Latin American equity markets rose in U.S. dollar terms, outperforming both developed and broader emerging markets. A number of countries in the region are major exporters of natural resources, and continued strength in commodity prices was a favorable trend, with the oil price breaching $50 for the first time in several months. The prices of industrial metals strengthened, as did gold, which saw a particularly sharp move at the end of the quarter on safe-haven buying following the surprise Brexit vote. While this hit investor sentiment initially, Latin American markets generally shrugged off the Brexit concerns and ended the period on a strong note.
The Latin America Fund returned 9.54% in the quarter compared with 5.42% for the MSCI Emerging Markets Latin America Index and 8.72% for the Lipper Latin American Funds Average. For the 12 months ended June 30, 2016, the fund returned 0.51% versus −7.28% for the MSCI Emerging Markets Latin America Index and −4.29% for the Lipper Latin American Funds Average. The fund's average annual total returns were 0.51%, −9.47%, and 2.28% for the 1-, 5-, and 10-year periods, respectively, as of June 30, 2016. The fund's expense ratio was 1.37% as of its fiscal year ended October 31, 2015.
For up-to-date standardized total returns, including the most recent month-end performance, please click on the Performance tab, above.

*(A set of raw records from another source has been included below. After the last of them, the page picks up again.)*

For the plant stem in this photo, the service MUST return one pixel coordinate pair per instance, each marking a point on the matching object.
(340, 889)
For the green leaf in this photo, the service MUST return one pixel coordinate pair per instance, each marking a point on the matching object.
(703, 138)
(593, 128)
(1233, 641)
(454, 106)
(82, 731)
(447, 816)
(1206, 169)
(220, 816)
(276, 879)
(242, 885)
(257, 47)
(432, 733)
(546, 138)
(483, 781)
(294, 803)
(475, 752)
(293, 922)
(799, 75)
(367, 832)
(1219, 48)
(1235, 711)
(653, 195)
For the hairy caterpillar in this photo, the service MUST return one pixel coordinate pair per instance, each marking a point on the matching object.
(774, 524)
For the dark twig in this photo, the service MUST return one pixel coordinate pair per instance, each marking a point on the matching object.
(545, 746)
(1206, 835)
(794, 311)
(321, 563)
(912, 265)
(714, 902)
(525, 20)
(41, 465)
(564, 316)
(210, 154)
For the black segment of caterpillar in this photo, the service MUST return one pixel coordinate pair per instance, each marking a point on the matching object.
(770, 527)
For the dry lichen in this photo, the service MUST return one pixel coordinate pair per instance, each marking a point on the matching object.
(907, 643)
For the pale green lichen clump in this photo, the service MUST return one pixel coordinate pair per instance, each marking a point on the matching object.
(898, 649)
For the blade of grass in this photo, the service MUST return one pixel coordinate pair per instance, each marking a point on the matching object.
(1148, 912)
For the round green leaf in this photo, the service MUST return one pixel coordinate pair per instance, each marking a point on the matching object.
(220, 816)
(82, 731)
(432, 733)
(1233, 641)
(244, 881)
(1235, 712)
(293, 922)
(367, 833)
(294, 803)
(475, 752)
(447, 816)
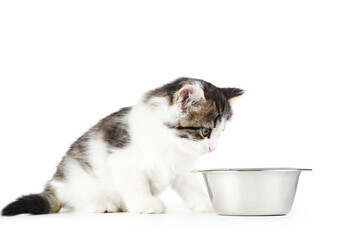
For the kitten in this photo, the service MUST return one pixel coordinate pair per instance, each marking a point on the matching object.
(131, 156)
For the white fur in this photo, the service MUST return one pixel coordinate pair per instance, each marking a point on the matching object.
(131, 178)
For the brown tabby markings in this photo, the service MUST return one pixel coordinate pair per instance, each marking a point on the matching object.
(204, 112)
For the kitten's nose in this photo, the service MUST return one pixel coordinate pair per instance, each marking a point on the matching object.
(211, 149)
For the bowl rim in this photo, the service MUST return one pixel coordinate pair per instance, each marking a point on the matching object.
(251, 170)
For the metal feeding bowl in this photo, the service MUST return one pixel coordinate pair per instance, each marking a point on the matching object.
(252, 191)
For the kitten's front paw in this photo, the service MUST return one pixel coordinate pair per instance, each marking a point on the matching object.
(148, 206)
(201, 205)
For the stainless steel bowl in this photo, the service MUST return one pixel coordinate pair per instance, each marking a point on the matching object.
(252, 191)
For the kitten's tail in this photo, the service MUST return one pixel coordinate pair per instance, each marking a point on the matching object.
(42, 203)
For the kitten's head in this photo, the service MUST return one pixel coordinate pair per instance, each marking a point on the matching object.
(198, 111)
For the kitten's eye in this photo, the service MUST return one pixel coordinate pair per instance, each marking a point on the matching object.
(205, 131)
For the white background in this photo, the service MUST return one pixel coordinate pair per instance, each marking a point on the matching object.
(66, 64)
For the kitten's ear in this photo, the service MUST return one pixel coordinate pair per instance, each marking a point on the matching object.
(188, 95)
(231, 93)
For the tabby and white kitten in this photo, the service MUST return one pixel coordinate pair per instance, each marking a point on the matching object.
(130, 156)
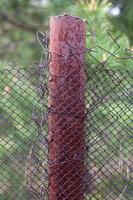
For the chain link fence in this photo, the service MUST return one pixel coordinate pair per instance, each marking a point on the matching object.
(102, 167)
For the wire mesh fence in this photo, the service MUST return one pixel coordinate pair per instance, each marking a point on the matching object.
(99, 161)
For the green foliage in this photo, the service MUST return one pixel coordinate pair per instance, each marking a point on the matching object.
(19, 22)
(124, 21)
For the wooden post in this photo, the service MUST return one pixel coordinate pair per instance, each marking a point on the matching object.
(67, 108)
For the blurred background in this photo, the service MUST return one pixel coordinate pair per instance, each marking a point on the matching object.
(20, 52)
(21, 19)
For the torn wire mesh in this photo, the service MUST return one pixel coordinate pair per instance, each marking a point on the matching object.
(24, 146)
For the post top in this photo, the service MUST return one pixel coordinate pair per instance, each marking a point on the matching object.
(68, 15)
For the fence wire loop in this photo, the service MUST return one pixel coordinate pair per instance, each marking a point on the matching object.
(25, 108)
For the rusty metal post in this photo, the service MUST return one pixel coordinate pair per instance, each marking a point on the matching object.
(67, 108)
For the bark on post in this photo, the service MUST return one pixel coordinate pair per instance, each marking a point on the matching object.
(67, 108)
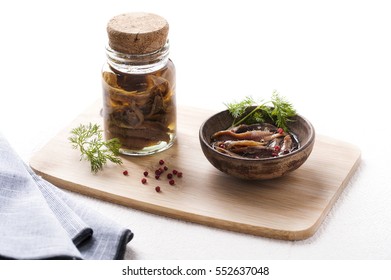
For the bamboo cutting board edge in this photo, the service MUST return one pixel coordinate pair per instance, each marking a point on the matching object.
(39, 160)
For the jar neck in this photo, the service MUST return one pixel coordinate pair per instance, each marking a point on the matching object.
(138, 63)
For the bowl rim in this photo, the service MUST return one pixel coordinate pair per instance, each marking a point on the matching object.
(279, 158)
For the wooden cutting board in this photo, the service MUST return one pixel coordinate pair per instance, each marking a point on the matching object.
(291, 207)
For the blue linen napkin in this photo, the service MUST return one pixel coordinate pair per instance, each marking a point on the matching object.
(39, 221)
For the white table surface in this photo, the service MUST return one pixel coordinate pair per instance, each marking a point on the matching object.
(331, 59)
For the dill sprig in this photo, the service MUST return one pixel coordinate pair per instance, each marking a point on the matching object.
(93, 148)
(277, 109)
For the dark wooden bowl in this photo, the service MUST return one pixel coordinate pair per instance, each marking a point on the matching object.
(256, 169)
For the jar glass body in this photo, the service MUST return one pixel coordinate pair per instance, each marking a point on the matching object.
(139, 101)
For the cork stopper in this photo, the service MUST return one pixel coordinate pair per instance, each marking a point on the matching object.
(137, 33)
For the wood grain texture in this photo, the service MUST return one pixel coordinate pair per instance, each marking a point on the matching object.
(291, 207)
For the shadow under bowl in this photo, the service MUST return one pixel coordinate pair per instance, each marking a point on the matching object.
(256, 169)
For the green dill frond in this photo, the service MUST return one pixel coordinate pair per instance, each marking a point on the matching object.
(89, 140)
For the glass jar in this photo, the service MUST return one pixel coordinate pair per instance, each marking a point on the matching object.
(139, 106)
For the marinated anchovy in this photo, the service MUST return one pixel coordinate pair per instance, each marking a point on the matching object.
(254, 141)
(143, 115)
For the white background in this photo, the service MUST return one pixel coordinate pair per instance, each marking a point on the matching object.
(331, 59)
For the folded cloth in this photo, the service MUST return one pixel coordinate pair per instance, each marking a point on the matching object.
(39, 221)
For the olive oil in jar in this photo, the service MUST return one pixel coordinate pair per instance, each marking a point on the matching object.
(139, 106)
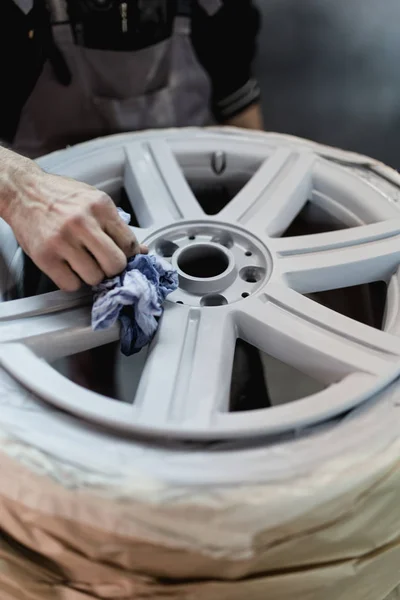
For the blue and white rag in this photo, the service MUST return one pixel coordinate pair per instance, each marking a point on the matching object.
(135, 298)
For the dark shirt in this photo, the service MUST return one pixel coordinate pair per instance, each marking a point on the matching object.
(224, 42)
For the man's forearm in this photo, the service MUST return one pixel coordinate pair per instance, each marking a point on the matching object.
(250, 118)
(17, 173)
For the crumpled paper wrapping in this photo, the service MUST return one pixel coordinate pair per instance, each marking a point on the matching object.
(346, 548)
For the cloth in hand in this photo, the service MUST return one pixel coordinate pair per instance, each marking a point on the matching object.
(135, 298)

Current performance may be lower or higher than the quoted past performance, which cannot guarantee future results.
Share price, principal value, and return will vary and you may have a gain or loss when you sell your shares.
The Latin America Fund charges a 2%
redemption fee on shares held 90 days or less.
The performance information shown does not reflect the deduction of the redemption fee;
if it did, the performance would be lower.
Our investment process relies on our bottom-up assessment of an individual company's prospects rather than on an attempt to exploit broad shifts between markets and sectors based on political or economic developments. With that in mind, we raised the portfolio's exposure to Brazil over the quarter while deepening our underweight to Mexico, which appears less attractive from a top-down perspective while valuations are on the high side. At the sector level, we increased our overweight to financials, where we are finding good investment potential among real estate and banking stocks. We favor high-quality names in the consumer discretionary and consumer staples sectors and remain underweight to materials and energy because of our caution over the sustainability of the commodity rally.
We believe that the medium-term outlook for Latin America remains attractive as investors have significantly discounted any improvement, and the long-term promise of the region for investors remains intact. Growing middle classes and political reform are creating opportunities for competent management teams that are nimble enough to seize them. We continue to devote substantial effort to meeting with and assessing company managers through regular travel to the region, with trips this quarter including Peru, Mexico, and Argentina. We are confident that such meetings and careful fundamental analysis will allow us to identify companies with high returns and sustainable above-market earnings growth rates.